22“It is possible, then, to note a blurring of distinctions between individuals in a state of breakdown and society in a state of fragmentation: ‘ontologically insecure’ characters stand for a Caribbean society that is itself lacking a strong sense of secure, autonomous self-worth” (O'Callaghan 103).

23“The captivating party does not only ‘earn’ the right to dispose of the captive body as it sees fit, but gains, consequently, the right to name and ‘name’ [redefine] it” (Spillers 389).

24Branach-Kallas analyse le rapport mère-fille dans le roman d'Agnant et y décèle un parallélisme “between the enslaved mothers of the past and the problematic relationship between Black women and their children in the present” (154); voir aussi Spillers.

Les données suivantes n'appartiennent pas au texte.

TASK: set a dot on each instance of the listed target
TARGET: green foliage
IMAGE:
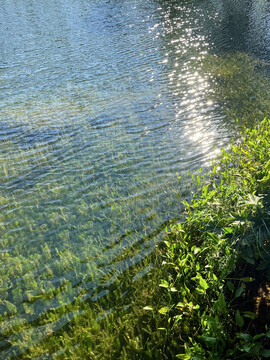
(226, 229)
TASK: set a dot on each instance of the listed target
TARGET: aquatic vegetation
(239, 83)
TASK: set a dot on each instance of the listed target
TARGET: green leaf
(230, 285)
(265, 353)
(164, 283)
(246, 337)
(239, 292)
(239, 319)
(163, 310)
(203, 284)
(258, 336)
(209, 340)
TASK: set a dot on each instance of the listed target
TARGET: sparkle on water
(103, 103)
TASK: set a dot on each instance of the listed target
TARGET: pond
(105, 105)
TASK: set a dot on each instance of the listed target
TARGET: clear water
(103, 105)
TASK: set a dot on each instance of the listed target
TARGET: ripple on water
(101, 106)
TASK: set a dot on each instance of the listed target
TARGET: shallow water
(104, 104)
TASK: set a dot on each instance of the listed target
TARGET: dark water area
(103, 106)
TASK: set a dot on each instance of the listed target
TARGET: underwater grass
(188, 303)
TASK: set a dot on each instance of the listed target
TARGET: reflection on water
(101, 106)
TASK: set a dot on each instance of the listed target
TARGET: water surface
(104, 104)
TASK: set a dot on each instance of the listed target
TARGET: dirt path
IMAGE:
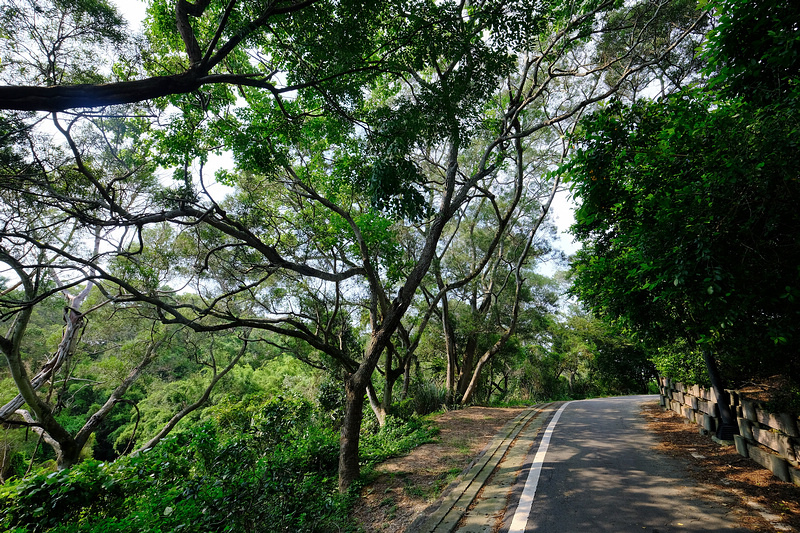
(405, 486)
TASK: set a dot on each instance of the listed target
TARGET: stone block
(778, 442)
(733, 396)
(741, 445)
(709, 423)
(783, 422)
(745, 428)
(794, 473)
(772, 462)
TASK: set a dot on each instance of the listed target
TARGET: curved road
(600, 473)
(575, 467)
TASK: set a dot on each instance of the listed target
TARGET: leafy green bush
(254, 466)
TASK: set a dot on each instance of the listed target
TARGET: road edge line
(525, 504)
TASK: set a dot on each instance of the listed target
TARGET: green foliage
(396, 437)
(688, 215)
(754, 50)
(249, 466)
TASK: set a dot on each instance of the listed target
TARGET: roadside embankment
(770, 439)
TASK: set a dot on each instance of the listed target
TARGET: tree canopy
(688, 204)
(363, 138)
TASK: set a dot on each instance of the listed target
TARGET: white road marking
(526, 500)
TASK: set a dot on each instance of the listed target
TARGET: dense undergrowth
(265, 467)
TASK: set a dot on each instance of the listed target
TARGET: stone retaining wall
(770, 439)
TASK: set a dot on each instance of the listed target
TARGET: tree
(402, 128)
(688, 208)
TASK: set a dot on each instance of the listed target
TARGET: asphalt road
(600, 474)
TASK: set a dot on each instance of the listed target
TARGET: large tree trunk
(728, 428)
(351, 431)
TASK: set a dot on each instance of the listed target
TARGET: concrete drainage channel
(477, 501)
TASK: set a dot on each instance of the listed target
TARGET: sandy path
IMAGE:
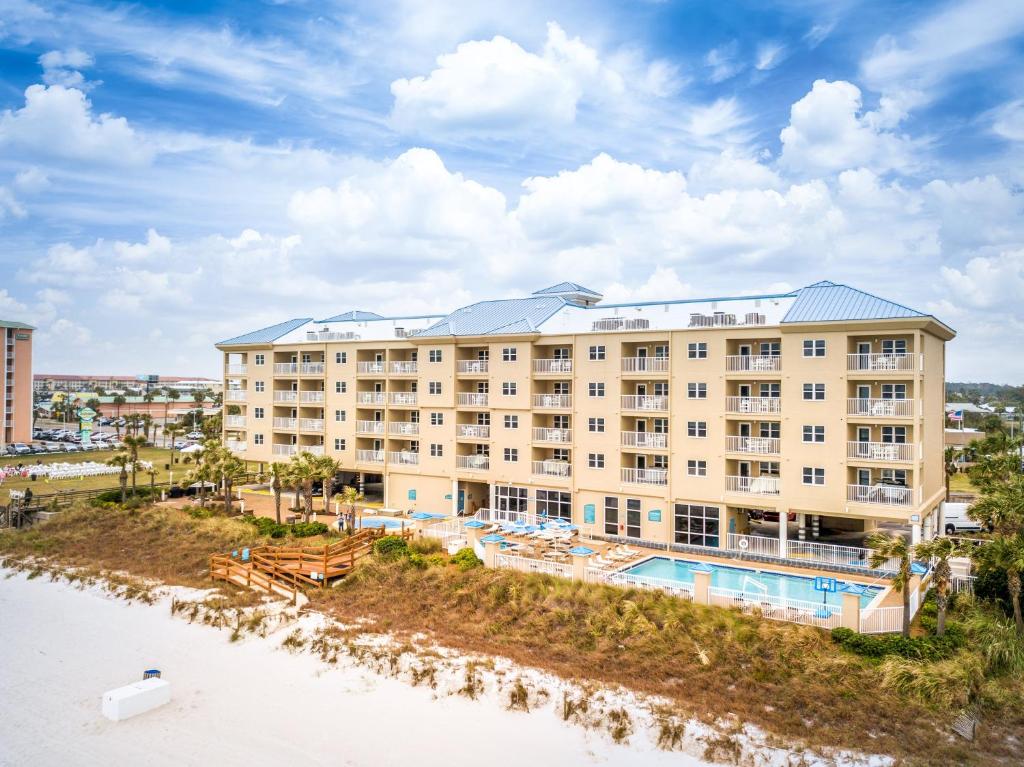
(235, 704)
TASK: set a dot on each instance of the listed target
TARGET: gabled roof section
(825, 302)
(266, 335)
(497, 317)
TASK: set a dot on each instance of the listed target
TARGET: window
(696, 391)
(814, 475)
(814, 433)
(695, 524)
(554, 504)
(814, 347)
(696, 468)
(814, 391)
(610, 516)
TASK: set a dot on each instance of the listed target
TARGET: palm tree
(940, 549)
(886, 546)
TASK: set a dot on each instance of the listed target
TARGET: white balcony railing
(892, 452)
(753, 485)
(904, 363)
(753, 364)
(757, 445)
(551, 468)
(645, 365)
(402, 368)
(880, 408)
(552, 366)
(545, 434)
(370, 457)
(402, 398)
(882, 495)
(472, 366)
(657, 402)
(645, 439)
(754, 406)
(645, 476)
(474, 463)
(555, 401)
(407, 428)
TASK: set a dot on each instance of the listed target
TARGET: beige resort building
(672, 423)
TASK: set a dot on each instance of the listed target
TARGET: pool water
(750, 581)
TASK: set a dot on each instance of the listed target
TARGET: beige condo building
(670, 423)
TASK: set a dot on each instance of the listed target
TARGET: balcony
(754, 406)
(402, 398)
(551, 468)
(881, 495)
(880, 408)
(552, 401)
(473, 463)
(403, 428)
(545, 434)
(402, 368)
(753, 485)
(645, 476)
(754, 445)
(655, 402)
(753, 364)
(550, 367)
(404, 458)
(645, 439)
(904, 363)
(639, 365)
(888, 452)
(472, 367)
(370, 457)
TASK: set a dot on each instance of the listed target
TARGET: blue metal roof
(565, 288)
(496, 317)
(824, 301)
(266, 335)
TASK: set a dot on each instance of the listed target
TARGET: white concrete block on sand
(249, 702)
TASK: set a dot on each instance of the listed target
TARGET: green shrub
(466, 559)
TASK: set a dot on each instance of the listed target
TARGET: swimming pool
(750, 581)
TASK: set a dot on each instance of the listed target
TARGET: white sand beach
(245, 702)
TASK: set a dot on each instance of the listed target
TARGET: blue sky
(175, 173)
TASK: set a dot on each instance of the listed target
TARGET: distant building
(15, 382)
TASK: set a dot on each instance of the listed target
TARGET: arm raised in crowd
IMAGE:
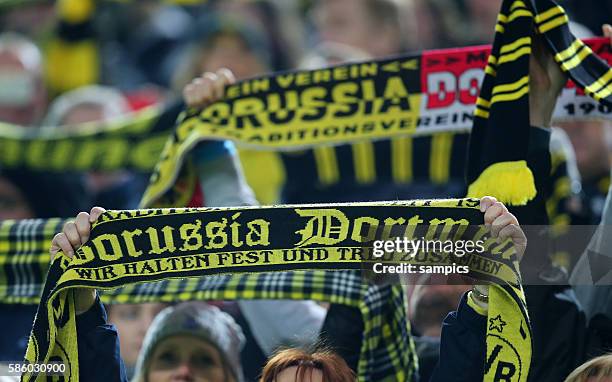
(463, 346)
(221, 177)
(98, 342)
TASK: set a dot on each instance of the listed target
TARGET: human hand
(504, 225)
(68, 241)
(208, 88)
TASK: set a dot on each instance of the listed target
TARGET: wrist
(84, 299)
(480, 295)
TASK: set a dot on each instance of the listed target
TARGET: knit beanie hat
(200, 320)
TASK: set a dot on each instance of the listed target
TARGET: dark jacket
(462, 346)
(98, 344)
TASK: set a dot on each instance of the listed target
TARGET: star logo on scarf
(497, 323)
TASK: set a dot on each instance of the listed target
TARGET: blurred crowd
(62, 64)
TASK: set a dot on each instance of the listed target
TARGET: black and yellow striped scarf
(500, 134)
(130, 247)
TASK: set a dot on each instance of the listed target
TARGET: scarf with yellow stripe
(500, 134)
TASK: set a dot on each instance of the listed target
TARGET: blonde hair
(600, 367)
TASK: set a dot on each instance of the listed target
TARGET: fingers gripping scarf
(498, 149)
(498, 145)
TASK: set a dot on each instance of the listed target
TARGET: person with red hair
(298, 365)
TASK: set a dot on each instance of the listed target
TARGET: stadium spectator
(22, 93)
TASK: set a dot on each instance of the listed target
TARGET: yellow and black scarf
(500, 134)
(130, 247)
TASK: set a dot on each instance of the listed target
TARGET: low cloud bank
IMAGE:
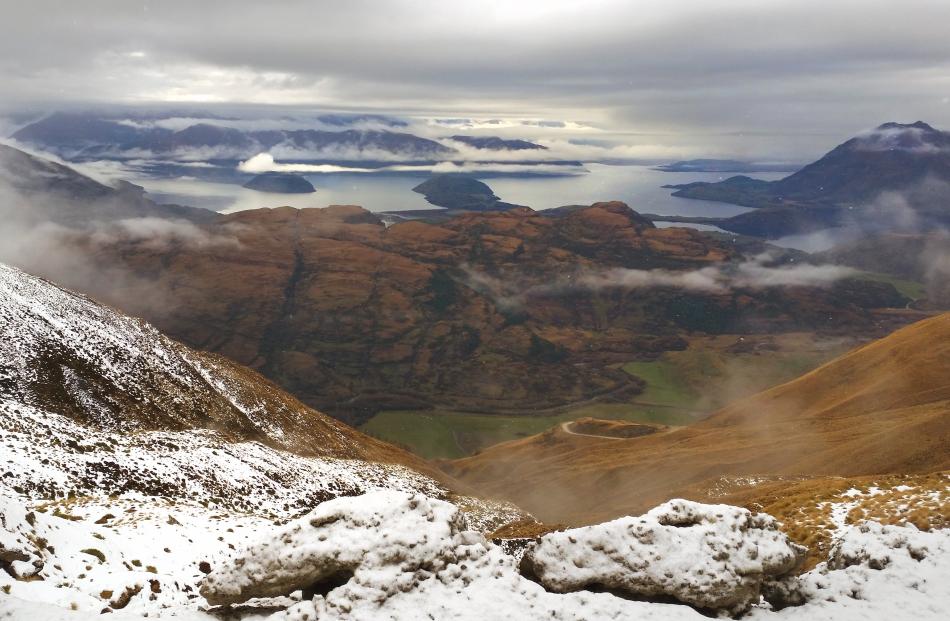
(755, 273)
(265, 162)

25L'importance de la couleur dans la société haïtienne a été analysée par Trouillot; voir aussi Hoffmann.

26“Corps torturé, corps esclave, corps exotique, corps maternel ou corps sensuel, le corps de la femme noire apparaît comme une grande machine à fantasmes” (Naudillon 73).

27Il ne s'agit pas d'un effort pour initier Emma dans la communauté—comme c'est le cas dans beaucoup de pays africains où l'on pratique toujours l'excision—mais plutôt de se débarrasser d'elle. Voir Lionnet.

28“Ce qu'est véritablement le colonisé importe peu au colonisateur. […] Le colonisé n'est jamais caractérisé d'une manière différentielle; il n'a droit qu'à la noyade dans le collectif anonyme.” (“Ils sont ceci … Ils sont tous les mêmes”; Memmi 86–87).

29Glissant suggère de considérer la traite comme “choc traumatique” (229).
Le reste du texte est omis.